Однако это случалось нечасто, поскольку большинство жителей Империи вполне удовлетворялись существованием в пределах Стены. Факт жизни: каждый находится либо по одну сторону стены, либо по другую, так что остается или забыть об этом, или качать пальцы.
— Кто управляет этим местом? — полюбопытствовала Изабель, когда они пролетали над гаванью.
— Есть какой-то император, но он мальчик, — отвечал Мор. — Так что фактически, я думаю, страной правит великий визирь.
— Никогда не доверяй великому визирю, — мудро заметила Изабель.
На самом деле, Император-Солнце и не доверял ему. Визирь, чье имя было Девять Вращающихся Зеркал, имел несколько очень четких идей по поводу того, кто именно должен управлять страной — естественно, этим человеком должен быть визирь.

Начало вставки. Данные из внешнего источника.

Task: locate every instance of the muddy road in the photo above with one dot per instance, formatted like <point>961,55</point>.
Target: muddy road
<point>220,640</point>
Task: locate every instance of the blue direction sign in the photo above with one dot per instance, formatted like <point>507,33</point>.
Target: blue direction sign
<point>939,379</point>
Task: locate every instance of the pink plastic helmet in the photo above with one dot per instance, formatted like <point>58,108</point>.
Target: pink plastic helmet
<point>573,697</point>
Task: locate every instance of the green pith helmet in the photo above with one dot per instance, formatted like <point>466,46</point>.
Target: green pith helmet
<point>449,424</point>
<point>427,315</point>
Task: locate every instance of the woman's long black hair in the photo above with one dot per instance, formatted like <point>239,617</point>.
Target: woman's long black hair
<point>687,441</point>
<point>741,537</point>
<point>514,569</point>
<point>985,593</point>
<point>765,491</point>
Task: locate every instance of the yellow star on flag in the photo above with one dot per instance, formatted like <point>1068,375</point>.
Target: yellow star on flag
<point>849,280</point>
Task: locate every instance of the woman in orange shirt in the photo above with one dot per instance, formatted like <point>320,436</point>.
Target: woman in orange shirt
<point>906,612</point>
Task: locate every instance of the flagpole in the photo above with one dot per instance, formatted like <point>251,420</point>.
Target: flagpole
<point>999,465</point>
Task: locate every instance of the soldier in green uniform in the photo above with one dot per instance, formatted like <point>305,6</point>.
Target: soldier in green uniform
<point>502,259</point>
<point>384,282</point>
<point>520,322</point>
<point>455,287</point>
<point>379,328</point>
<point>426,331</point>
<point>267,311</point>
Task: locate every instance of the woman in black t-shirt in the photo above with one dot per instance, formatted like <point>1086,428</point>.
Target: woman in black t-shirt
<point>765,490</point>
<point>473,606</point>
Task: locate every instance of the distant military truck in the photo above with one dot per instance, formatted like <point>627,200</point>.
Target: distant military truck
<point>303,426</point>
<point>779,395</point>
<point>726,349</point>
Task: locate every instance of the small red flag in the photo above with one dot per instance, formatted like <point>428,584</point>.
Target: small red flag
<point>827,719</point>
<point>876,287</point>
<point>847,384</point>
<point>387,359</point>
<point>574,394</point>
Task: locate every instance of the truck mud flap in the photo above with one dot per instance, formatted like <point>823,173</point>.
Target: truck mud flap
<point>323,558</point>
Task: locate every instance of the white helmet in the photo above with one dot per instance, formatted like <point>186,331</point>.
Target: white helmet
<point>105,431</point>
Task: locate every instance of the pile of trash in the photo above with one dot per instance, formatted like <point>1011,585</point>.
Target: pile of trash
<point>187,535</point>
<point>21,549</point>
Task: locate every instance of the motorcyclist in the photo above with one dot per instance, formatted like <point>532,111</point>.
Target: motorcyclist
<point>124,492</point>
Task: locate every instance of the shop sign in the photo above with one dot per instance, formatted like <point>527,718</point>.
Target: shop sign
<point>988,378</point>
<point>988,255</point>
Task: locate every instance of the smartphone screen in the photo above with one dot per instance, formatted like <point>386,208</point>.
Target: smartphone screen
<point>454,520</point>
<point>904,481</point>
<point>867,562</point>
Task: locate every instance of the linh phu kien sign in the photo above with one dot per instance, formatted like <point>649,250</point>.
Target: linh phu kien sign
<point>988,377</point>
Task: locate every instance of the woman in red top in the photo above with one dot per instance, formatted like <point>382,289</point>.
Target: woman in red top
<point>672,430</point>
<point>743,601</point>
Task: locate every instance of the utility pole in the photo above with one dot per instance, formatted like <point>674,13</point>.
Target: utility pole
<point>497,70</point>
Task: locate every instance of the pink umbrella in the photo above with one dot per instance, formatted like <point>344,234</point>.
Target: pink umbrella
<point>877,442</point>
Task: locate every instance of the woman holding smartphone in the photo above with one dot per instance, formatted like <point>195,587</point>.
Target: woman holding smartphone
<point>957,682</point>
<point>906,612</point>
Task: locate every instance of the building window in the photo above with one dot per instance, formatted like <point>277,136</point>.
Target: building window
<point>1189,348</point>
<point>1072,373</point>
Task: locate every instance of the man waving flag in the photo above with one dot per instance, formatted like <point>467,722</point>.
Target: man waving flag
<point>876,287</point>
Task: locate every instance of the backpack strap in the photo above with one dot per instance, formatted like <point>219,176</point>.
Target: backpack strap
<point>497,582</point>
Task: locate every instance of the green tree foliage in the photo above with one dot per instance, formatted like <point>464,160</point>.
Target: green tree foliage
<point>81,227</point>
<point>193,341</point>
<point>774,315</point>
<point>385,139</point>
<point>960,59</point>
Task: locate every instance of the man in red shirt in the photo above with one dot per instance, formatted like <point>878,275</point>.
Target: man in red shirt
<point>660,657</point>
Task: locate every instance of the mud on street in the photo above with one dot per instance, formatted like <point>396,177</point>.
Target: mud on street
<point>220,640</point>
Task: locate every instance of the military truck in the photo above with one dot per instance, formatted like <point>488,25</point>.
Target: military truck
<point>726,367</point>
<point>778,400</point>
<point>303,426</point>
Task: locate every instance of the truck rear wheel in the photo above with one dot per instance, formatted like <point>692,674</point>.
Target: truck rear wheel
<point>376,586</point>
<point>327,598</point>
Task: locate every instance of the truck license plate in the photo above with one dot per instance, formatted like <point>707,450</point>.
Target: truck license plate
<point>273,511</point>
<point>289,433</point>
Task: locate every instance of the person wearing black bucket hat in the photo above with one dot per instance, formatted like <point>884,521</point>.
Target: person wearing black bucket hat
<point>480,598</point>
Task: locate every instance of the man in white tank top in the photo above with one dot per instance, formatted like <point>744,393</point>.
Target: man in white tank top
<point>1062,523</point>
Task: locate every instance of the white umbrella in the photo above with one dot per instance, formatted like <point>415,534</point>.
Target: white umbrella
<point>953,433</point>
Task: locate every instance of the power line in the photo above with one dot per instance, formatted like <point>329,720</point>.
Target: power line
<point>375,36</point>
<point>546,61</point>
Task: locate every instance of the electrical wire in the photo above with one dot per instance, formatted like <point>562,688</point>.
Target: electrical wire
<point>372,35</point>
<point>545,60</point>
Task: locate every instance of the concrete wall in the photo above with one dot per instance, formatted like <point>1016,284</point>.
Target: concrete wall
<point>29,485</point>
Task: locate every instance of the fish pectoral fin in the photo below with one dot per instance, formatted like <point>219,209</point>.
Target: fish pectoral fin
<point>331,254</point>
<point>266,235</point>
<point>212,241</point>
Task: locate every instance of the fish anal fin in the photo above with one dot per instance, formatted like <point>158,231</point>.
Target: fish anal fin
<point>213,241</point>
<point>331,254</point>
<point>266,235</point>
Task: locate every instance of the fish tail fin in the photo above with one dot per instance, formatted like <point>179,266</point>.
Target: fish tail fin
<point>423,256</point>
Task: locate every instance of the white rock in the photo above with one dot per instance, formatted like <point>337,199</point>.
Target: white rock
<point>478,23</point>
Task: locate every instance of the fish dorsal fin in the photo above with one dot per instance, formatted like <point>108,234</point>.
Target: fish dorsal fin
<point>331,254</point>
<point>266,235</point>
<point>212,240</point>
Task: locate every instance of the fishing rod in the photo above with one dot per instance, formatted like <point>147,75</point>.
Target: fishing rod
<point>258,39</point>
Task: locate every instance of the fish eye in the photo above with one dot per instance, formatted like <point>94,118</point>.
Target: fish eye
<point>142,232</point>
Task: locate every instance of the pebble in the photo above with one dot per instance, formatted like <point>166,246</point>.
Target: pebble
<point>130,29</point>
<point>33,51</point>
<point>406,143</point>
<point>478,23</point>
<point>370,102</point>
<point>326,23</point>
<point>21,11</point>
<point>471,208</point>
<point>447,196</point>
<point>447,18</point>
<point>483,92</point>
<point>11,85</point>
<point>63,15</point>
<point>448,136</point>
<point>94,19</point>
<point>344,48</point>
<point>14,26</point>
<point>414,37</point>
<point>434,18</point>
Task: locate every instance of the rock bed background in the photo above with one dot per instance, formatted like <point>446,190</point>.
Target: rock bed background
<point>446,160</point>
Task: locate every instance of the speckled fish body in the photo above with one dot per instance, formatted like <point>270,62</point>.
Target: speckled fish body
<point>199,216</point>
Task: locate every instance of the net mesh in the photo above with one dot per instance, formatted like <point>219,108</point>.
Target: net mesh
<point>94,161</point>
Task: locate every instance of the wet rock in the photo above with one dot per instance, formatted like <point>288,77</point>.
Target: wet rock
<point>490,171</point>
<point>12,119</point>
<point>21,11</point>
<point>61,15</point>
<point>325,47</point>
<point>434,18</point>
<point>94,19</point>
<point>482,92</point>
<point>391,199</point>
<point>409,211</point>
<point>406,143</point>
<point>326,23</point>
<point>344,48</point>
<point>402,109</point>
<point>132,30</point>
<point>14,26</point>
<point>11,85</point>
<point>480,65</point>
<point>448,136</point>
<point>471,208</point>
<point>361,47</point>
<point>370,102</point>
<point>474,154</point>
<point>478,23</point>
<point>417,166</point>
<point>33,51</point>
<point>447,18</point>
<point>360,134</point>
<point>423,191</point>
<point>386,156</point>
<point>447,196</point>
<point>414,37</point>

И теперь, когда мальчик повзрослел достаточно и стал задавать вопросы типа: «Тебе не кажется, что стена выглядела бы лучше, будь в ней несколько ворот?» или «Да, но как там, по другую сторону?», визирь пришел к выводу, что для блага самого же императора его следует мучительно отравить и засыпать негашеной известью.
Бинки приземлилась на выровненной граблями дорожке неподалеку от приземистого, набитого многочисленными комнатами дворца. Тем самым она существенно нарушила вселенскую гармонию[8]. Мор соскользнул со спины лошади и помог спешиться Изабель.
— Только не путайся под ногами, ладно? — настойчиво произнес он. — И вопросов тоже не задавай.
Миновав несколько лакированных ступеней, он поспешно двинулся через молчащие комнаты, время от времени останавливаясь, чтобы снять показания с приборов, то есть с песочных часов. Наконец, бочком прокравшись по коридору, он через затейливую литую решетку увидел длинную комнату, где как раз совершал свою вечернюю трапезу Двор.
Юный Император-Солнце, скрестив ноги, сидел во главе ковра. Крылья коротенькой мантии из дурностая и перьев топорщились у него за спиной. По всем признакам, император заметно вырос из своего одеяния. Остальные представители двора сидели на ковре в соответствии со строгим и необычайно сложным порядком старшинства. Но невозможно было не узнать визиря, с чрезвычайно подозрительным видом ковыряющегося в содержимом своей чаши со сквиши и вареными водорослями. Ни один из присутствующих не производил впечатления человека, находящегося на грани скоропостижной смерти.